When will the Technical Author become the Customer Engagement Manager?

Rahal Baillie posted on Twitter a link to an article which, in passing, made reference to “Customer Engagement Management“.

Julie Hunt described it as:

The activity of monitoring of brand and customer conversations on corporate websites, as well as bi-directional communication extensions to external social sites.

In essence, it’s about creating and managing content that may appear on Web sites, forums, social media sites and similar places. Some of this content may not have been originally posted onto your company’s Web site. It’s sometimes described as Web Engagement Management as well.
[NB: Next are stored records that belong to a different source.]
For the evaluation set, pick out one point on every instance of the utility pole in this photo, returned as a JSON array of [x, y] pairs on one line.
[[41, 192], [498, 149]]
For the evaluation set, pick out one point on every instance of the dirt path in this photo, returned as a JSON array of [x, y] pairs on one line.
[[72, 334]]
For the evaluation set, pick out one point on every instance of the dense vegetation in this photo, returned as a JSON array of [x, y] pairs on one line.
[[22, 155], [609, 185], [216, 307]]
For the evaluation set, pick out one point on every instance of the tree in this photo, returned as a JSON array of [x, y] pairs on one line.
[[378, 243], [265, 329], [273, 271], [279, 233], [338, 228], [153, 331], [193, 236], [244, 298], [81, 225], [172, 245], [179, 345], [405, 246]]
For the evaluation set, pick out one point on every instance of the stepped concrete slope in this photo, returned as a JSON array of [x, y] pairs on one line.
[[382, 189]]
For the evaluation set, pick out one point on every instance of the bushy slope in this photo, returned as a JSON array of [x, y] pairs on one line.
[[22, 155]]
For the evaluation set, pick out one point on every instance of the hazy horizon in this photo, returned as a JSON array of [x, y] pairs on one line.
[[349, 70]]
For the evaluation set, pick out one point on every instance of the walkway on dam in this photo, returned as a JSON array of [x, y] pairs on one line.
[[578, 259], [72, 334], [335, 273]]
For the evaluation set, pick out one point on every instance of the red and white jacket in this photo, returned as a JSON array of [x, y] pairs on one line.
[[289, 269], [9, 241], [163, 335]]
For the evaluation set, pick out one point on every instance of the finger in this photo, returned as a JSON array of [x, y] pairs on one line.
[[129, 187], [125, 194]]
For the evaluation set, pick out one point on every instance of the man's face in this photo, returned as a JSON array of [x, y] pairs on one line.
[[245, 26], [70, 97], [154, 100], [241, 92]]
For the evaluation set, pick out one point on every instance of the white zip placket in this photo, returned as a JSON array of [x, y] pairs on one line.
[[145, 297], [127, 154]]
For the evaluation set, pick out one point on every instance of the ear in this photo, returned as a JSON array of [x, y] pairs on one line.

In another article on CMSWire, Barb Mosher outlined her five pillars of Web Engagement Management:

1. Content Optimization

  • Analytics
  • Content and experience personalization
  • Search Engine Optimisation.

2. Multi-channel Management

  • Delivering same message/experience to customers across devices and channels, both online and offline

3. Conversational Engagement

  • Corporate Web site-based communities
  • User Generated Content
  • Commenting and managing trackbacks
  • Micro-blogging
  • Social media integration
  • Analytics
  • Social media monitoring.

4. Demand Generation

  • Customer engagement/experience through targeted marketing
  • Increasing the number and quality of relationships, through need recognition, relevancy enhancements and engagement triggers.

5. Sales Automation

So could the organisation’s Technical Author become the Customer Experience Manager or the Web Experience Manager? They have many of the skills needed to do this role, particularly in content curation, content strategy and the creation of content.

The biggest leap for a Technical Author would be in adapting to conversational content, instead of monologue content.  It’s more likely this role will fall to someone with a marketing background (as that’s the department that would probably drive such an initiative), but we could well see some sort of hybrid role emerge: part Marketing Manager, part Information Developer.

3 Comments

Larry Kunz

This overlaps two roles: The content strategist as described by Rahel Bailie, and the “community manager” that Anne Gentle describes in “Conversation and Community.”

Anne’s community manager builds, nurtures, and helps guide the community of people who generate the content. The community includes customers, but it also includes marketing staff and others within the organization.

I think you’re right in saying the role can be filled either by a technical author with an interest in marketing or by a marketer with an interest in content creation. Opportunities abound!

Tristan Bishop

Great stuff, Ellis! Thanks for your insight, once again.

I’m not sure how it will unfold exactly, but the pace of engagement innovation is blinding. I’m wondering if there won’t be entire teams of folks handling engagement within just a few years. If so, I think many of the team members will be the Information Developers who are currently taking the time to proactively build their social media skills.

I’m guessing it will become quite difficult for brands to keep pace with the volume of valuable User-Generated content coming from the social web. The number of external authors will soon dwarf the number of internal authors, right? Figuring out the ideal forward path will be somewhat exhilarating. This is an exciting time to be in our field.